Shift came almost two decades ago

Clay officially switched careers in 2003.

“I remember it was a beautiful, sunny spring day, and I had to go to school,” Clay laughed. “And I thought I would just love it if I could stay on the job site all day. I knew I had to make a decision. Did I want to do this for a career? It was a no brainer.”

The successes he’s enjoyed since then in the building trade, he confessed, didn’t come without effort and a lot of learning on his part.

It did come, he said, by asking a lot of questions – including looking up trades in the local telephone directory and admitting he didn’t know what to ask them.

More recently, his insatiable appetite for learning earned his a distinct title as a master residential builder, an industry title granted by CHBA to acknowledge commitment to continuing education and professional development in the field of building and renovating homes.

PAST COVERAGE: New building industry distinction bestowed on Langley builder

Those early years came with many lessons for the father of six, lessons both good and bad.

The recession hit in 2008, when he was primarily working on spec projects.

With several homes on the books that weren’t selling, the family faced bankruptcy. His wife, Candice, fed and clothed all eight of them on a meager budget of $300 a month – including diapers. Clay recounted putting rigid insulation on the windows and buying a used woodstove, and together their family pulled through.

Unable to afford to build on spec any longer, he knew he had to transition to building custom homes. But it wasn’t until a conversation with a fellow CHBA member that he realized he’d been charging too little for a viable business.

“I started to turn my weakness – budgeting, reporting – into my strength,” he recalled. “That was the start of me becoming a custom builder, which we do very well now.”

And those spec homes? They held on to them, and eventually sold them.

Clay entered one into his local association’s Parade of Homes. Candice decorated it with a keen eye by scouring auctions and repurposing used furniture, and then Clay entered it into the association’s provincial housing awards where it was named a finalist.

“We sold it for full asking price,” he said, relief still in his voice after over two decades. “That was really the start of us digging out of our financial hole.”

MULTIPLE ACCOLADES: Teacher turned home builder nets Georgie Award

The success of Clay Construction means that these days he gets to spend a bit more time doing what he loves: dining out, CrossFit, and fishing with his kids.

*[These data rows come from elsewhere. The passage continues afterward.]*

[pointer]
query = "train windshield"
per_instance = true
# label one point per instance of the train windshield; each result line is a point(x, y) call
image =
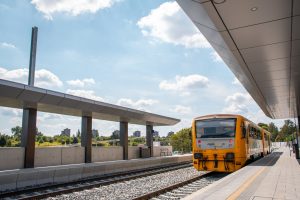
point(215, 128)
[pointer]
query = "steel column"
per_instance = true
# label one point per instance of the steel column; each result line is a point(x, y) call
point(86, 138)
point(149, 138)
point(32, 56)
point(124, 139)
point(297, 140)
point(28, 136)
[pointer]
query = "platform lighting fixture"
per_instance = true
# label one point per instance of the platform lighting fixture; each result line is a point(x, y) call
point(254, 9)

“When we have a sockeye run, I’ll take all the kids out,” he said.

And, it gives him more time to give back – on many fronts.

His large family is also involved in the family business. One of his sons is getting his Red Seal to get more experience framing, and another is finishing his bachelor’s degree in business administration at Trinity Western University, already serving as administrative assistant with the family business.

Once a month the family volunteers with NightShift, supplying and serving meals to those experiencing homelessness.

Clay also joined the Canadian board of New Hope Uganda, an international charity that supports orphaned children, after visiting the country with Candice and their two youngest daughters a couple of years ago.

And, now, he’s taken on the national CHBA duties, too.

The association has been the voice of Canada’s residential construction industry since 1943, representing one of the largest industry sectors in the country with some 9,000 companies – including home builders, renovators, land developers, trade contractors, product and material manufacturers, building product suppliers, lending institutions, insurance providers, and service professionals.